The families of more than 230 Nigerian schoolgirls abducted by Islamist insurgents more than 10 days ago say they are fast losing hope of seeing their daughters again despite government assurances they will be found.
The mass abduction of the girls watched over by government soldiers is the most devastating in a series of recent attacks on state schools – and comes as the government debates extending a year-long state of emergency across three north-eastern states from which the militants have operated for five years. On the same day as the kidnappings, a massive bombing by Boko Haram insurgents killed more than 75 commuters hundreds of miles south on the outskirts of the capital.

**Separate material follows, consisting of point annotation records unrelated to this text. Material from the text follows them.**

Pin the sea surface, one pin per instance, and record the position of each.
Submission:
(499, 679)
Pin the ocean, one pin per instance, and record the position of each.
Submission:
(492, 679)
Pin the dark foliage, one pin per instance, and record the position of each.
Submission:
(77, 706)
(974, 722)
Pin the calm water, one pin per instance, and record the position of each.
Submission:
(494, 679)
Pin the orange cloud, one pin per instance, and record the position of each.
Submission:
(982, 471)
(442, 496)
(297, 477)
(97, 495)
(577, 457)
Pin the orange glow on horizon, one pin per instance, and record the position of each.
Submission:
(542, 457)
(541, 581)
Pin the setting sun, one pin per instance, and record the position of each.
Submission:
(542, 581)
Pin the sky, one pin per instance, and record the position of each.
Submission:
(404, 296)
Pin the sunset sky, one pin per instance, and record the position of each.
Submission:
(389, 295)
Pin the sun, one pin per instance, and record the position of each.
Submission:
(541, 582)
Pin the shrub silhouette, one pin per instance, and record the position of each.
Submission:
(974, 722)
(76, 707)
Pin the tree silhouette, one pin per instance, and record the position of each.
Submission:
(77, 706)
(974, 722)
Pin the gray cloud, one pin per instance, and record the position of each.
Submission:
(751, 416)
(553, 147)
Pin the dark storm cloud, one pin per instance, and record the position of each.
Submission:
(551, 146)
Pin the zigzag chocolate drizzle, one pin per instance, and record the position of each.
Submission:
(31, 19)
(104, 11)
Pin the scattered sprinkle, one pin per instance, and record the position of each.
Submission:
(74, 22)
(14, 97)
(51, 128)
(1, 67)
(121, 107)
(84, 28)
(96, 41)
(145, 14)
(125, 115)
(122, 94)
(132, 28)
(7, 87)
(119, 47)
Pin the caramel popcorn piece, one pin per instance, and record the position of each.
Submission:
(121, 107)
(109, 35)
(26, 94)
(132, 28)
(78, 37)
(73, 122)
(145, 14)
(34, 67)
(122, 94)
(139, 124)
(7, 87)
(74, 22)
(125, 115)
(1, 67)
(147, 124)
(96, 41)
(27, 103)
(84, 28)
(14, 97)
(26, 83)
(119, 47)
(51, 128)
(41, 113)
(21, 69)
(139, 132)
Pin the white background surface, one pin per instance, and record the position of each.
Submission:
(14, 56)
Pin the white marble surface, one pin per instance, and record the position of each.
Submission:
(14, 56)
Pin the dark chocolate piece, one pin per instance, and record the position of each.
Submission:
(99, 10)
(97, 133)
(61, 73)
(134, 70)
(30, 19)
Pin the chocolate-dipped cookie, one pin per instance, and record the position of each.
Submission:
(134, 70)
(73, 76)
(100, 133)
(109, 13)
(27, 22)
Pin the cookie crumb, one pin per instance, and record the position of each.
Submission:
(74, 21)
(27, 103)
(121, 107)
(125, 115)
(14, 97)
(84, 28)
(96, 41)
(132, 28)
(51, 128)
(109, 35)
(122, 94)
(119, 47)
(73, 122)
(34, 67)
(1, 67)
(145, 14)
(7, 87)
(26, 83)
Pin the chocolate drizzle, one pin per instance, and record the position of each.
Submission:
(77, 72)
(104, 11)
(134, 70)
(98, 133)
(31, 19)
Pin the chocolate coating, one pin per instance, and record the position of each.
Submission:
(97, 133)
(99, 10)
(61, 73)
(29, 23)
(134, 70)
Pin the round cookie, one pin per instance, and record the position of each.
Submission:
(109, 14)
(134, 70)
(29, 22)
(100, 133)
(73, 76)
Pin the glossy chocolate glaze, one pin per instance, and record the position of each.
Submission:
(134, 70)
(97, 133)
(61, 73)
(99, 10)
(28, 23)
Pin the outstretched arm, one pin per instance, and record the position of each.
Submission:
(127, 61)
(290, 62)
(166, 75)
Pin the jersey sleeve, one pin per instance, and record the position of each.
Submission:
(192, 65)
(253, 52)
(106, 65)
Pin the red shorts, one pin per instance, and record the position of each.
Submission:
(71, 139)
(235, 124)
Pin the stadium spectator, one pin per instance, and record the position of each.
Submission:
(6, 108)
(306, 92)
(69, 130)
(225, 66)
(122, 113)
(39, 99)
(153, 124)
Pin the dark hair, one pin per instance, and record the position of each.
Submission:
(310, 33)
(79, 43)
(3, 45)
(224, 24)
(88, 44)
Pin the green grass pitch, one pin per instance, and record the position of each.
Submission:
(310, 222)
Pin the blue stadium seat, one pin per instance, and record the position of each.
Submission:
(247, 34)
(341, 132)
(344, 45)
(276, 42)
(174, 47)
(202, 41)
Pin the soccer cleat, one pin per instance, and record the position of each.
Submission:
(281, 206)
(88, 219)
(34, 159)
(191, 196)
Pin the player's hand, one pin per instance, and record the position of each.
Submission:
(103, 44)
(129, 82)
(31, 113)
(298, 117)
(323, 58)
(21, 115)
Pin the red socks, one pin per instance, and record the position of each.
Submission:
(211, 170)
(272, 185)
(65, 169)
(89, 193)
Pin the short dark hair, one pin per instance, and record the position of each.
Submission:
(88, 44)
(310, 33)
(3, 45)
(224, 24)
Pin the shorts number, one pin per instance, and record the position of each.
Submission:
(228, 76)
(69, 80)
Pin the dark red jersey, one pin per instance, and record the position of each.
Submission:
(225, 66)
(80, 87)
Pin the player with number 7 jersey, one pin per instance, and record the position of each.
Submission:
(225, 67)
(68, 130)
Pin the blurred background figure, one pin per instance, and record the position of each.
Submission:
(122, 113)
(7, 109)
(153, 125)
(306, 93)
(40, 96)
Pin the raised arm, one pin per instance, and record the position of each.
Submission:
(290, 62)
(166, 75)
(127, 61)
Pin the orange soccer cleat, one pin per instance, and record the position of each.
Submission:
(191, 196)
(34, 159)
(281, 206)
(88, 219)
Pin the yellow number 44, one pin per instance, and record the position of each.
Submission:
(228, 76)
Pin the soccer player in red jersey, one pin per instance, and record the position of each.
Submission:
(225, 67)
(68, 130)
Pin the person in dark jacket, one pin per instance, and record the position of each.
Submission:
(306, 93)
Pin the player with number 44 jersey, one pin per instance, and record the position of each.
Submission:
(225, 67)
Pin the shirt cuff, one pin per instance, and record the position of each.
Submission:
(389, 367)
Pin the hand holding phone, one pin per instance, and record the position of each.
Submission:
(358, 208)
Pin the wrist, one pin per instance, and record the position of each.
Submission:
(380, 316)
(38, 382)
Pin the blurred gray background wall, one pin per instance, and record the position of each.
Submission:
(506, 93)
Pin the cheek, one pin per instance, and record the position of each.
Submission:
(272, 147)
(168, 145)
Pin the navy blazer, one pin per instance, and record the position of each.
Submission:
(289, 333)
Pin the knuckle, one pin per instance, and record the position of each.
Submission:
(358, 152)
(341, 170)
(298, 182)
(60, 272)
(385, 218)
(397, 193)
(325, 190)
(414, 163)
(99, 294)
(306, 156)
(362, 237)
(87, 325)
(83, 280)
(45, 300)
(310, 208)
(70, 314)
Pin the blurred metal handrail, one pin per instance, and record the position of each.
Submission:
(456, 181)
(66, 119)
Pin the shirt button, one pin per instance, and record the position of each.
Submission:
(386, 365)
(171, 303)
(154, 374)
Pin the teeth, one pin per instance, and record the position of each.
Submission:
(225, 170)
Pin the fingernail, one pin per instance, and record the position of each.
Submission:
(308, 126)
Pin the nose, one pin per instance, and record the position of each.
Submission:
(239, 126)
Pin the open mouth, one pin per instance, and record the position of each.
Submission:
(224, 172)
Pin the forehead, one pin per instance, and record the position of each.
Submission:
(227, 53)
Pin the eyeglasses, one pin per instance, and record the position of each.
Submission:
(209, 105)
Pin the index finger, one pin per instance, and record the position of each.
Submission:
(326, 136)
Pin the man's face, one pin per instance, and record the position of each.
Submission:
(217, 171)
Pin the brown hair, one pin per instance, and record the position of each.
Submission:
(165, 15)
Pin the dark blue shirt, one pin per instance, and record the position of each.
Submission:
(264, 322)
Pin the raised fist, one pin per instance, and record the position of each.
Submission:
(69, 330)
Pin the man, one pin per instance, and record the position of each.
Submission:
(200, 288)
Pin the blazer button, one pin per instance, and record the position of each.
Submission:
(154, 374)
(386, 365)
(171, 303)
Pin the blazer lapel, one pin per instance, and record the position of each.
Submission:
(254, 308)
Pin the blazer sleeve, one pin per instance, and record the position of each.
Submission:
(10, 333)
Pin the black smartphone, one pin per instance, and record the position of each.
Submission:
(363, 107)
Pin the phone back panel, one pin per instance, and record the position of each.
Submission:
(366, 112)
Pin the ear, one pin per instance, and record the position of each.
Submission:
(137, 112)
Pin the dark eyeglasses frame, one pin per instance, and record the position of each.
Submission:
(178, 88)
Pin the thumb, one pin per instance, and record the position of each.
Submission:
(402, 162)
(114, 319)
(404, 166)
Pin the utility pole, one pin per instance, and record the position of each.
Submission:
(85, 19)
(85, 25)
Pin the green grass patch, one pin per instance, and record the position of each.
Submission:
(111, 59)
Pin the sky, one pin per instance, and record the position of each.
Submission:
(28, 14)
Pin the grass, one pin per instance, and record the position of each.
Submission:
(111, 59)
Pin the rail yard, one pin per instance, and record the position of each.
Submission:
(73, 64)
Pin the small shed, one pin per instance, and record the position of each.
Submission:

The girls, who were mostly between 16 and 18 years old, were rounded up at gunpoint after militants overpowered a military guard assigned to a boarding school in Chibok, in north-eastern Borno state. They had just finished their final school exams. The school was the only one still open in the area following threats and attacks by Boko Haram, whose ideology opposes both so-called western education, and particularly women's education.
Danuma Mpur, the chairman of the local parent-teacher association, whose two nieces are among the missing, said: "Even this morning we've had no update. We pinned our hopes on the government, but all that hope is turning to frustration. The town is under a veil of sorrow."
After several attempts by unarmed parents to comb the vast forests where militant camps are located – and where near-daily air raids by the Nigerian army have been halted since the kidnappings – many said they had little faith in the government.
Hamma Balumai, a farmer whose 16-year-old daughter Hauwa was snatched, pooled his savings with other parents and ventured on a two-day trek into the forest this week. "Even my wife was begging to come as she is so disturbed she hasn't been able to eat anything. Our daughter Hauwa is only 16 years old and she has been missing for 11 days now,".
The parents turned around only after being warned by communities in the forest that their rag-tag group, armed with machetes and knives, would be gunned down by the militants, who wield sophisticated weapons.
Parents expressed their despair after President Goodluck Jonathan convened an emergency security council on Thursday with state governors, security chiefs and spiritual leaders from across Africa most populous, religiously mixed country. The government said its priority was to rescue the girls, kidnapped almost two weeks ago on 14 April, amid a deteriorating security situation.